第六,放弃改良革命。1920年,毛泽东领导湖南自治运动,因时局腐败,这一运动遭受重重阻碍。11月25日,毛泽东致信三位友人皆表达欲另辟道路,在《致李思安信》中提出“须有一些志士从事实际的改造”,“另想办法,另造环境”。在《致向警予信》中,他强调:“政治改良一涂,可谓绝无希望。吾人惟有不理一切,另辟道路,另造环境一法。”在《致罗璈阶信》中提出“要造成一种有势力的新空气”,标志其在社会变革方式上放弃改良运动向唯物史观的阶级斗争转折。
第七,转向暴力革命。当时,杜威的实用主义、罗素的改良主义及克鲁泡特金的无政府主义在国内盛行,“和而缓”的温和改良拥趸极多,企图通过普及教育使当权者自发“回心向善”来消弭阶级矛盾和“分工协作”维持社会的稳定。1920年12月1日,毛泽东在《毛泽东给萧旭东蔡林彬并在法诸会友》中批判了罗素、萧子晟等“以教育为工具的革命”的温和革命,并一针见血地指出在资产阶级专政下,含教育在内的一切革命皆为空谈。这凸显了其思想的鲜明转变,形成了“政权问题是革命的根本问题”的政权意识。同日,毛泽东在《致蔡和森等》信中驳斥改良主义和“无组织”的无政府主义,突破了“互助论”和阶级调和论的束缚,确立了暴力革命思想,认为暴力革命乃推翻剥削阶级进行社会改造之必然选择,毅然决绝地选择了唯物史观。
三、确立阶段:1921年1月至1921年7月。1921年1月1日,毛泽东在新民学会长沙会员大会上就改造中国与世界的问题进行了热烈的讨论,总结了蒙达尼会议以来存在的思想分歧,尖锐批评了各种反马克思主义的社会思潮,指出社会政策不过是“补苴罅漏的政策,不成办法”,明确摒弃温和改良主义、社会民主主义、无政府主义等非科学社会主义思想,主张“启民主用俄式”,宜用“激烈方法的共产主义”建立人民民主专政的“共产主义的共和国”,提出“改造中国与世界”的新宗旨,标志着新民学会已成为具有政治性质的组织。
1月21日,毛泽东在《致蔡和森》中明确提出,唯物史观乃“吾党哲学的根据”。这标志着毛泽东在思想上已确立了唯物史观。此后,毛泽东以唯物史观作为革命建设的行动指南不断在国内推进新的实践,以暴力革命和人民民主专政的唯物史观思想指导建党工作。
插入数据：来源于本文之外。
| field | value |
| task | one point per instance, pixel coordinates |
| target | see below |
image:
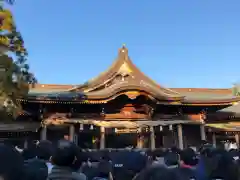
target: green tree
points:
(15, 75)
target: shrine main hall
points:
(123, 107)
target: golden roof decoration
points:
(125, 69)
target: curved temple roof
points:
(124, 76)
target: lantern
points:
(139, 130)
(91, 127)
(81, 127)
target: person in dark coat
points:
(11, 164)
(63, 159)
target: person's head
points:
(158, 154)
(44, 150)
(156, 173)
(171, 159)
(36, 169)
(188, 157)
(64, 153)
(11, 164)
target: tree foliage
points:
(16, 77)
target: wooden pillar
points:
(214, 141)
(102, 137)
(152, 138)
(71, 132)
(25, 145)
(237, 139)
(202, 132)
(43, 133)
(140, 141)
(180, 136)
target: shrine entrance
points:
(123, 140)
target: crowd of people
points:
(66, 161)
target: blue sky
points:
(178, 43)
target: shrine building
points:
(123, 107)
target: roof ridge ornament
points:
(123, 52)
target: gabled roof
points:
(126, 76)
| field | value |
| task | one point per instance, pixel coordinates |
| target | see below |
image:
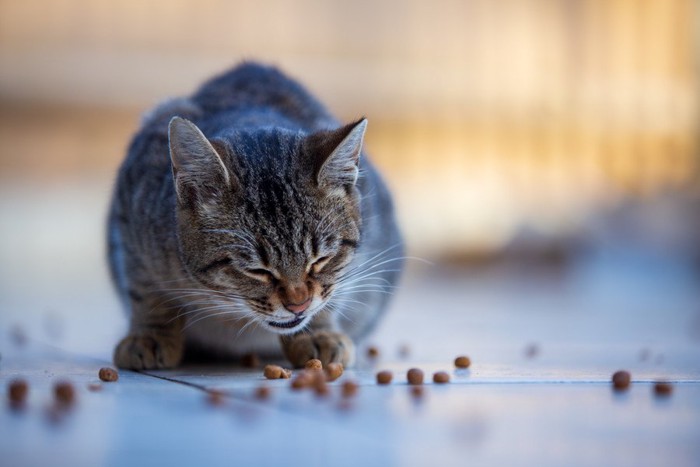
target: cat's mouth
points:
(288, 324)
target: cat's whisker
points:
(252, 320)
(366, 276)
(341, 293)
(377, 256)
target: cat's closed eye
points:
(318, 265)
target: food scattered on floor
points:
(334, 371)
(663, 388)
(384, 377)
(108, 374)
(621, 380)
(415, 376)
(441, 377)
(276, 372)
(64, 393)
(372, 352)
(463, 361)
(313, 364)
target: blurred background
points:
(524, 133)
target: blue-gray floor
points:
(554, 408)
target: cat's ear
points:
(337, 154)
(199, 173)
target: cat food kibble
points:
(276, 372)
(108, 374)
(250, 360)
(349, 388)
(314, 364)
(372, 352)
(414, 376)
(18, 391)
(384, 377)
(441, 377)
(64, 393)
(216, 398)
(621, 380)
(462, 361)
(334, 371)
(663, 388)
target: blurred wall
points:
(487, 117)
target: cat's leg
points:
(321, 340)
(155, 338)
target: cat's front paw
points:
(327, 346)
(149, 351)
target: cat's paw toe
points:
(144, 352)
(329, 347)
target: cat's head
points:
(268, 219)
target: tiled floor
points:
(554, 408)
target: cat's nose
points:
(298, 308)
(296, 298)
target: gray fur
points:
(250, 174)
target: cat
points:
(245, 218)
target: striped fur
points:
(252, 199)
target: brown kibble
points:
(441, 377)
(272, 371)
(463, 362)
(250, 360)
(663, 388)
(417, 391)
(349, 389)
(216, 398)
(262, 393)
(302, 381)
(334, 371)
(64, 393)
(18, 391)
(276, 372)
(414, 376)
(621, 380)
(384, 377)
(313, 364)
(108, 374)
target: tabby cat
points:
(245, 218)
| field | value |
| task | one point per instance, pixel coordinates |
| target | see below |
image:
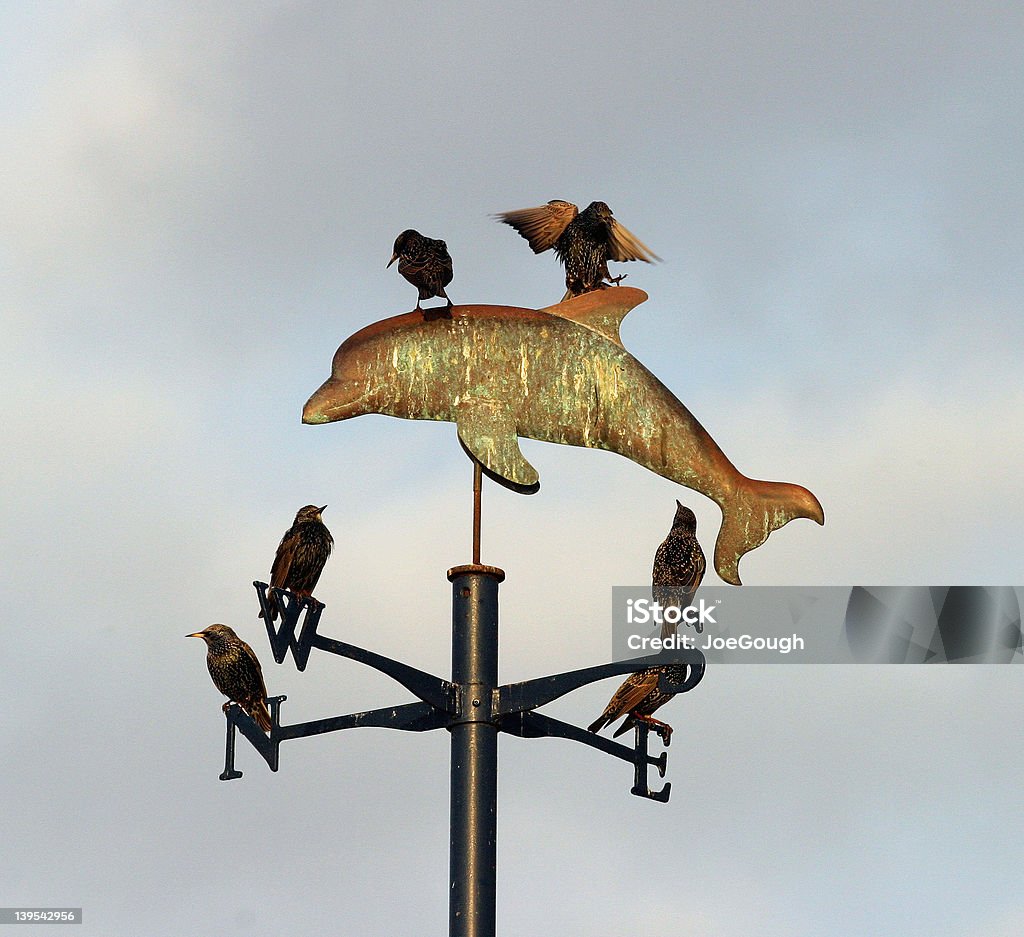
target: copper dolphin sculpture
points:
(560, 375)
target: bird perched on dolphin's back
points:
(585, 241)
(679, 565)
(236, 671)
(425, 262)
(301, 555)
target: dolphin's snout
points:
(335, 400)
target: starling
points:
(236, 672)
(638, 697)
(585, 241)
(301, 555)
(679, 566)
(425, 263)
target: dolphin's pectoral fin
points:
(487, 431)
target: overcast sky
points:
(199, 201)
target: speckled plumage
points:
(585, 241)
(425, 262)
(638, 697)
(679, 565)
(301, 555)
(236, 671)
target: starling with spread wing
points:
(425, 262)
(301, 555)
(236, 671)
(679, 566)
(585, 241)
(638, 697)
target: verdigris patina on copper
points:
(560, 375)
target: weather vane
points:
(559, 375)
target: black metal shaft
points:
(474, 752)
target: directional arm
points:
(518, 697)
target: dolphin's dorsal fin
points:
(602, 310)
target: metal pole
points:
(477, 484)
(474, 752)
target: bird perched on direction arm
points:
(638, 697)
(585, 241)
(679, 567)
(301, 555)
(236, 671)
(425, 262)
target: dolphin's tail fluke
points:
(756, 509)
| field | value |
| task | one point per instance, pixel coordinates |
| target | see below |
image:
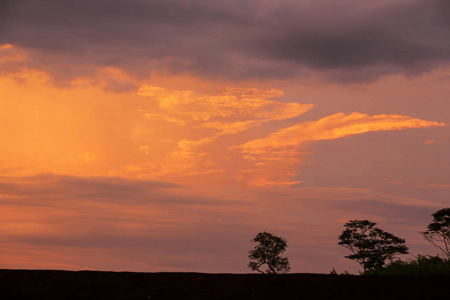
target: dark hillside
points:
(33, 285)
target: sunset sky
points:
(162, 135)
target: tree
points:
(267, 252)
(371, 247)
(438, 231)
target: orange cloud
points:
(331, 127)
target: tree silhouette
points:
(371, 246)
(438, 231)
(267, 252)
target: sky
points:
(162, 136)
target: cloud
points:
(331, 127)
(344, 40)
(141, 225)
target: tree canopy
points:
(371, 247)
(438, 231)
(268, 252)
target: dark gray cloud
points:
(348, 40)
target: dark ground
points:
(33, 285)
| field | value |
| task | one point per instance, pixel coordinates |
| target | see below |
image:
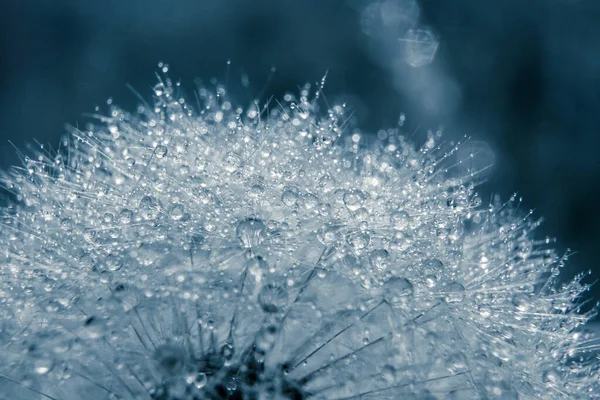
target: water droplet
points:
(289, 197)
(114, 262)
(160, 151)
(353, 199)
(380, 259)
(398, 290)
(169, 358)
(200, 380)
(400, 220)
(125, 216)
(329, 234)
(176, 212)
(431, 280)
(551, 375)
(272, 298)
(432, 266)
(43, 366)
(358, 240)
(454, 292)
(251, 232)
(149, 207)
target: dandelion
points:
(216, 252)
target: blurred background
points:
(522, 78)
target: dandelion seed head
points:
(216, 252)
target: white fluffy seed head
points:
(218, 252)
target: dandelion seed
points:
(214, 253)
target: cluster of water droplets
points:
(219, 252)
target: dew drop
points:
(176, 212)
(329, 234)
(398, 290)
(272, 298)
(289, 197)
(169, 358)
(454, 293)
(358, 240)
(42, 366)
(353, 199)
(125, 216)
(160, 151)
(251, 232)
(380, 259)
(200, 380)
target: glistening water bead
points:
(215, 252)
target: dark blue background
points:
(523, 76)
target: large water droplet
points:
(43, 365)
(380, 259)
(353, 199)
(251, 232)
(160, 151)
(329, 233)
(169, 358)
(398, 290)
(454, 292)
(358, 240)
(289, 197)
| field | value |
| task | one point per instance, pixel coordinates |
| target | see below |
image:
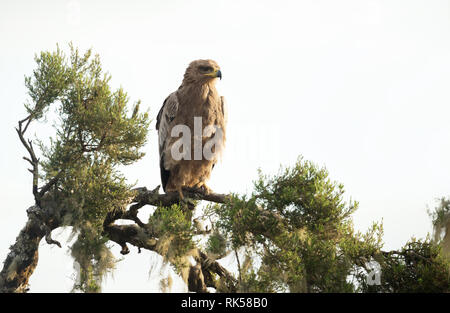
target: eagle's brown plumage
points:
(196, 97)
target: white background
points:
(361, 87)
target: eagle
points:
(195, 108)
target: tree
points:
(292, 233)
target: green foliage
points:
(418, 267)
(176, 239)
(95, 133)
(299, 226)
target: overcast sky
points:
(361, 87)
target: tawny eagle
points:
(200, 111)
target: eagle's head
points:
(202, 71)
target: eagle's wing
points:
(163, 120)
(224, 110)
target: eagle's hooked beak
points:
(216, 73)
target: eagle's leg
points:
(180, 192)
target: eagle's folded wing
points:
(163, 125)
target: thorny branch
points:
(143, 236)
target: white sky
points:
(362, 87)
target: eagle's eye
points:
(205, 68)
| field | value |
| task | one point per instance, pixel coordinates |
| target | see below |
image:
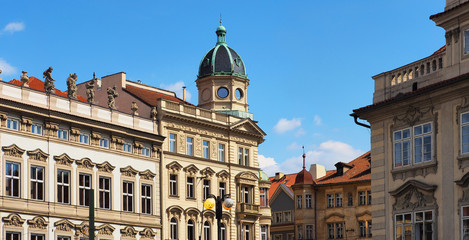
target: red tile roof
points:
(360, 171)
(288, 180)
(37, 84)
(150, 97)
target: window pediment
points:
(38, 154)
(13, 151)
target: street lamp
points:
(220, 203)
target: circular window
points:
(239, 93)
(222, 92)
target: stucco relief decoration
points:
(38, 223)
(129, 171)
(13, 151)
(85, 163)
(128, 232)
(105, 167)
(413, 115)
(13, 220)
(38, 155)
(413, 195)
(147, 233)
(147, 175)
(64, 159)
(64, 225)
(105, 229)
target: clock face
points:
(222, 92)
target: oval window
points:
(239, 93)
(222, 92)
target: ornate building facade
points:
(419, 140)
(151, 157)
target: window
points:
(62, 134)
(350, 199)
(13, 236)
(190, 230)
(338, 199)
(146, 198)
(84, 138)
(172, 142)
(128, 196)
(13, 179)
(127, 147)
(263, 197)
(418, 224)
(309, 232)
(189, 146)
(221, 152)
(420, 137)
(84, 184)
(173, 185)
(190, 187)
(12, 124)
(173, 229)
(38, 237)
(36, 129)
(299, 201)
(205, 149)
(104, 192)
(222, 188)
(63, 186)
(308, 201)
(330, 200)
(206, 188)
(37, 183)
(206, 230)
(104, 143)
(146, 152)
(361, 198)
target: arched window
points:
(190, 230)
(173, 229)
(206, 230)
(223, 232)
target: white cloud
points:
(284, 125)
(327, 154)
(317, 120)
(177, 88)
(6, 68)
(14, 27)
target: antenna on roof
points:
(304, 157)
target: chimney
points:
(317, 171)
(184, 93)
(279, 175)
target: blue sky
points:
(310, 62)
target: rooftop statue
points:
(49, 81)
(71, 85)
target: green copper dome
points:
(221, 60)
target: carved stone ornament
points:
(64, 159)
(38, 155)
(64, 225)
(147, 174)
(13, 220)
(129, 232)
(129, 171)
(85, 163)
(105, 229)
(413, 195)
(147, 233)
(105, 167)
(38, 223)
(13, 151)
(413, 115)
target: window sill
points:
(421, 169)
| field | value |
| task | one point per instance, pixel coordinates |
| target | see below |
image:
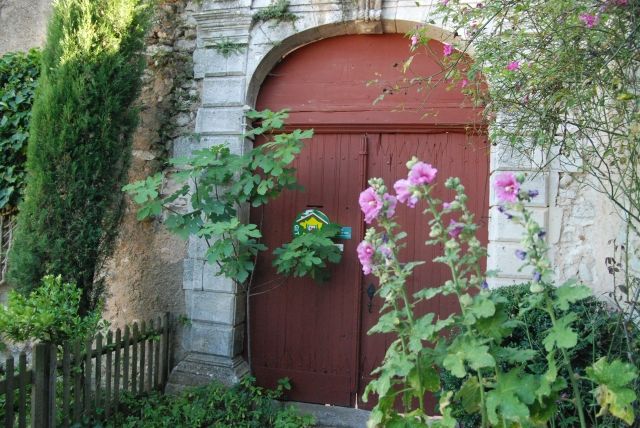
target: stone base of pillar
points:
(200, 369)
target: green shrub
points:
(18, 78)
(598, 336)
(47, 314)
(214, 405)
(79, 148)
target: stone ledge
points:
(201, 369)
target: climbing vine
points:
(18, 80)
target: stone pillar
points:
(214, 304)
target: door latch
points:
(371, 291)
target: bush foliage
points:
(598, 336)
(79, 148)
(214, 405)
(18, 78)
(47, 314)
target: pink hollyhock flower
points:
(455, 228)
(507, 187)
(422, 173)
(385, 251)
(404, 193)
(589, 20)
(513, 65)
(392, 202)
(365, 254)
(370, 204)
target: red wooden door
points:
(315, 334)
(454, 154)
(301, 329)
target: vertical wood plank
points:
(156, 364)
(98, 377)
(125, 360)
(164, 372)
(43, 392)
(22, 400)
(108, 375)
(66, 383)
(134, 360)
(143, 332)
(150, 343)
(88, 408)
(116, 370)
(77, 382)
(9, 395)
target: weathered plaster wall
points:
(192, 87)
(23, 24)
(144, 277)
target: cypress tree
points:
(82, 123)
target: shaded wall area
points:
(23, 24)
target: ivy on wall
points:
(18, 78)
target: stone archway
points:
(230, 84)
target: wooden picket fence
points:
(92, 376)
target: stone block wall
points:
(23, 24)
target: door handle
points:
(371, 291)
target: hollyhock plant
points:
(422, 173)
(455, 228)
(370, 204)
(513, 65)
(404, 193)
(365, 254)
(391, 202)
(507, 187)
(589, 20)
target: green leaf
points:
(570, 293)
(511, 397)
(561, 335)
(613, 392)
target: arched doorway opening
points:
(316, 334)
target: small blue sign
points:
(345, 232)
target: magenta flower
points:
(365, 254)
(392, 202)
(513, 65)
(370, 204)
(589, 20)
(385, 251)
(455, 228)
(404, 193)
(422, 173)
(506, 187)
(521, 254)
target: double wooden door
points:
(316, 334)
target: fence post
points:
(44, 386)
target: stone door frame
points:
(229, 86)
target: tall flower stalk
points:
(496, 382)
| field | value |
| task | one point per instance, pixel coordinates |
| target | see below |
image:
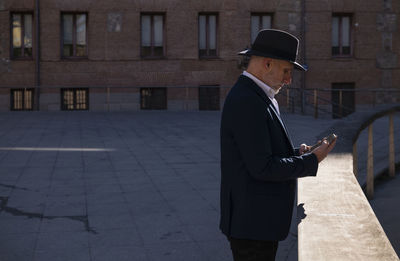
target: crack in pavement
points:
(13, 187)
(17, 212)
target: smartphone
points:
(329, 139)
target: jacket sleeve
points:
(251, 133)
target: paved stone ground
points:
(117, 186)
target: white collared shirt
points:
(268, 90)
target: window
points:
(209, 98)
(343, 99)
(153, 98)
(21, 99)
(259, 22)
(21, 35)
(74, 35)
(74, 99)
(341, 35)
(152, 40)
(207, 35)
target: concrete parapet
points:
(336, 221)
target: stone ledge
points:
(336, 221)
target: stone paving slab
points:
(117, 186)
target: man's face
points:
(278, 73)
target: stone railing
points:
(335, 219)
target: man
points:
(259, 165)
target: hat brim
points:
(250, 52)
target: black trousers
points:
(253, 250)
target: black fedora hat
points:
(276, 44)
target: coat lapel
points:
(265, 98)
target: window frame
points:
(22, 13)
(23, 90)
(340, 54)
(152, 56)
(207, 55)
(151, 106)
(74, 37)
(64, 107)
(260, 15)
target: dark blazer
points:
(258, 166)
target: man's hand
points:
(322, 151)
(304, 149)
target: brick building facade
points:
(182, 55)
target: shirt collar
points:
(268, 90)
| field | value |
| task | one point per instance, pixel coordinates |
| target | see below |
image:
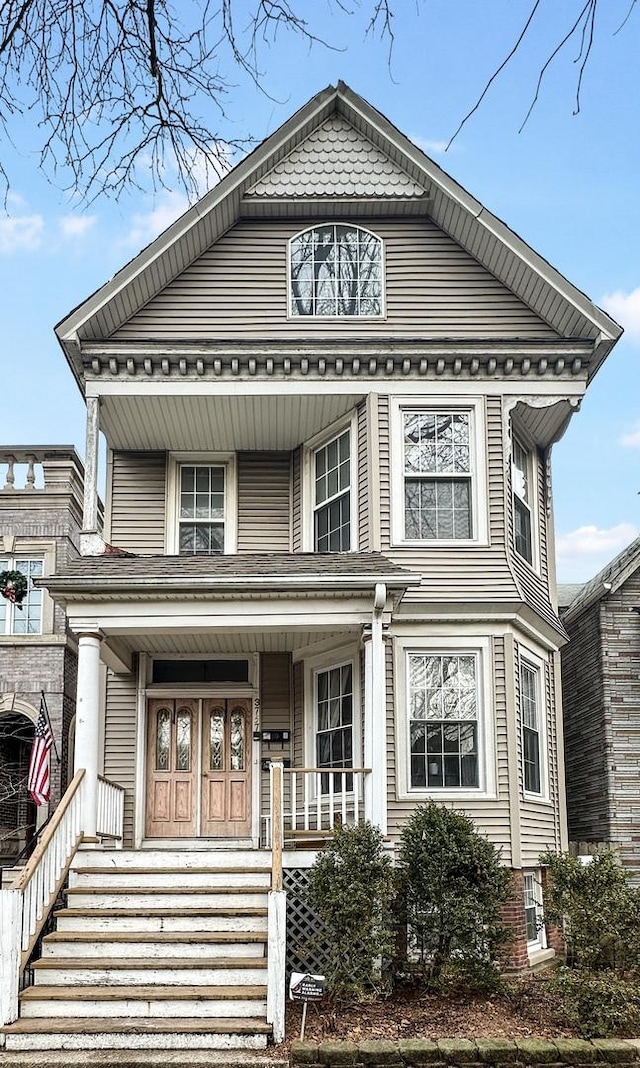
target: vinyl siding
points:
(276, 715)
(120, 742)
(237, 288)
(490, 817)
(138, 502)
(264, 491)
(459, 572)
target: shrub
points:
(454, 888)
(352, 890)
(601, 912)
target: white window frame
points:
(533, 899)
(537, 665)
(519, 440)
(313, 666)
(29, 550)
(334, 318)
(463, 645)
(310, 451)
(478, 475)
(175, 462)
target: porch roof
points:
(114, 574)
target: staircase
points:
(155, 949)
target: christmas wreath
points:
(14, 586)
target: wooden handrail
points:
(38, 852)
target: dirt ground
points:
(526, 1010)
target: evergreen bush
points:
(352, 890)
(454, 888)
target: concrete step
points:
(169, 897)
(175, 859)
(143, 1002)
(223, 878)
(216, 971)
(154, 919)
(183, 945)
(136, 1034)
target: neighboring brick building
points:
(601, 696)
(41, 517)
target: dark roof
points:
(309, 568)
(608, 580)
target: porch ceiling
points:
(197, 422)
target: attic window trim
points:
(316, 282)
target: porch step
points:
(137, 1034)
(208, 971)
(153, 944)
(215, 919)
(143, 1002)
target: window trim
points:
(461, 645)
(478, 477)
(323, 662)
(537, 664)
(337, 318)
(530, 451)
(308, 473)
(174, 464)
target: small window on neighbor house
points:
(521, 480)
(27, 618)
(201, 509)
(437, 475)
(332, 496)
(530, 717)
(336, 270)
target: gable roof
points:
(409, 179)
(607, 581)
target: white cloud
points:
(20, 233)
(581, 553)
(631, 440)
(625, 309)
(76, 225)
(431, 147)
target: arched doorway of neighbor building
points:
(18, 814)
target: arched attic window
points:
(336, 270)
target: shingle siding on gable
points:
(238, 289)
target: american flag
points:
(38, 782)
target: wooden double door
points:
(199, 768)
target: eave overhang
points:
(561, 304)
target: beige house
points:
(326, 589)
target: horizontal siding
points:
(264, 493)
(238, 289)
(138, 502)
(120, 742)
(456, 574)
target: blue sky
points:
(567, 184)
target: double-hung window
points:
(531, 727)
(336, 270)
(443, 720)
(521, 483)
(201, 509)
(334, 724)
(28, 617)
(439, 476)
(332, 496)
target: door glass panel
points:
(237, 740)
(183, 748)
(162, 739)
(217, 740)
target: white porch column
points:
(88, 724)
(375, 716)
(91, 543)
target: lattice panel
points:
(307, 943)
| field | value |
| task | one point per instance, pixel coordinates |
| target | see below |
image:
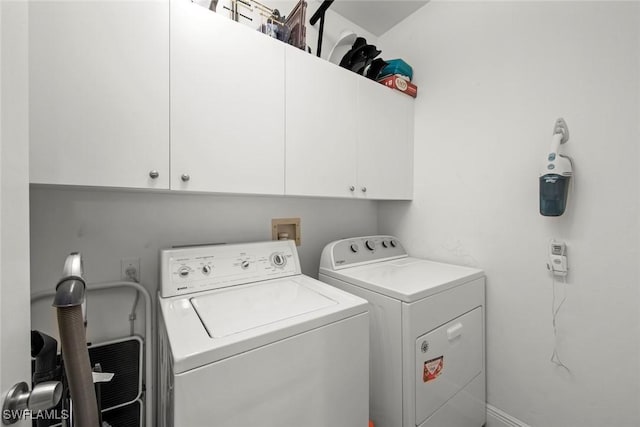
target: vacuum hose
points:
(69, 301)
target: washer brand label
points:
(432, 369)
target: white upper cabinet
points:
(347, 136)
(227, 105)
(99, 93)
(166, 94)
(321, 134)
(385, 142)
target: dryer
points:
(245, 339)
(427, 332)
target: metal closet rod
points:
(320, 15)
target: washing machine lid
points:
(243, 308)
(406, 279)
(206, 327)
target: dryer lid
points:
(407, 279)
(240, 309)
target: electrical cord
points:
(555, 357)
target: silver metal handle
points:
(43, 396)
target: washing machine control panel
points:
(358, 250)
(201, 268)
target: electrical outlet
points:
(130, 269)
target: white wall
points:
(14, 203)
(107, 226)
(493, 77)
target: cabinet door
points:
(227, 105)
(99, 93)
(385, 142)
(321, 127)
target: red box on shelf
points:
(398, 83)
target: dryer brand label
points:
(432, 369)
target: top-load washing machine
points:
(246, 340)
(427, 332)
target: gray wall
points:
(107, 226)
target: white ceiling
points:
(375, 16)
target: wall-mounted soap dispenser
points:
(555, 174)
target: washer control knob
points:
(278, 260)
(183, 271)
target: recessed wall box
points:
(286, 229)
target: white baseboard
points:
(498, 418)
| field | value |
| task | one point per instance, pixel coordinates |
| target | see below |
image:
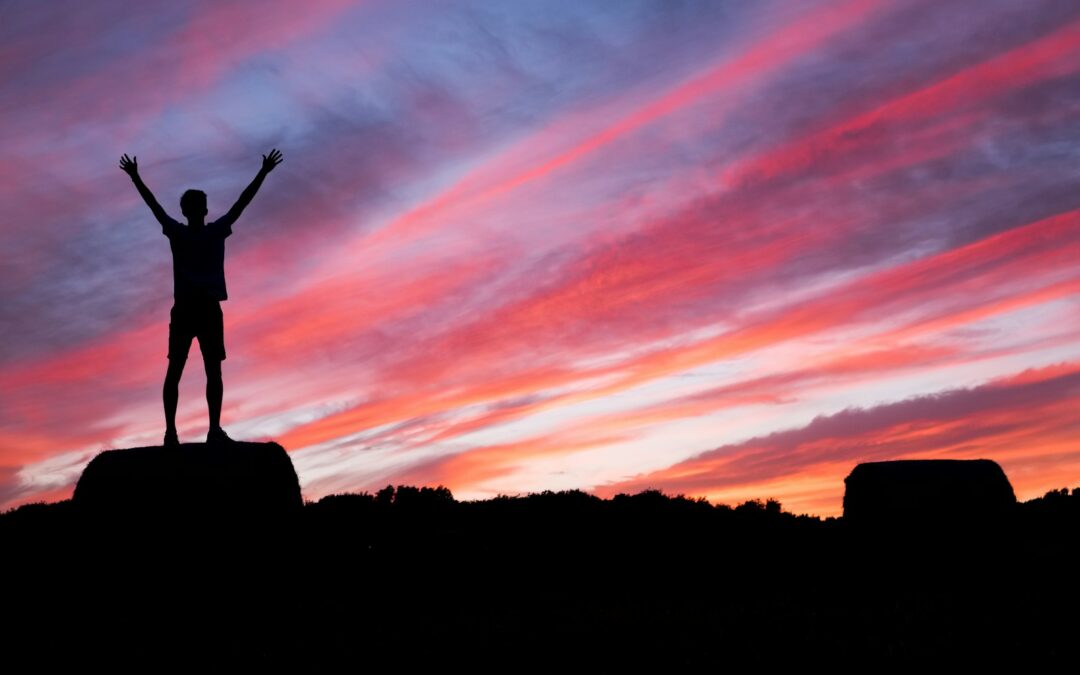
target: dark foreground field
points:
(410, 578)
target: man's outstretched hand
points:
(129, 165)
(270, 161)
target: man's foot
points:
(218, 435)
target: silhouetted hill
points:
(409, 577)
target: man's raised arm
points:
(245, 198)
(131, 167)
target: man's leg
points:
(171, 391)
(214, 388)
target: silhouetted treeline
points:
(409, 577)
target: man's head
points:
(193, 204)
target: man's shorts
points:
(197, 319)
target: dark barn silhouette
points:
(927, 491)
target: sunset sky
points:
(718, 248)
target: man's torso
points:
(198, 261)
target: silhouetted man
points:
(198, 289)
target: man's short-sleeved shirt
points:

1921年7月,毛泽东从湖南到上海,出席一大,成为建党代表之一,标志毛泽东“主观见之于客观”上的唯物史观正式形成。
一言以蔽之,毛泽东唯物史观的形成乃其“今日之我与昨日之我挑战”的结果,其形成是一个动态的、不断构建的过程。毛泽东的早期唯物史观的形成历程是中华思想变革的缩影。毛泽东高擎爱国主义战旗在曲折艰难中上下求索,其历史观逐步向唯物史观转变,实现了从革命民主主义到共产主义的根本转变。在错综复杂的革命形势下,毛泽东看清本质、明确发展方向,认同唯物史观的科学价值并衷心服膺、奉为圭臬,在思想上坚定信仰马克思主义,实践上投身于中国革命工作,最终成为一名马克思主义者。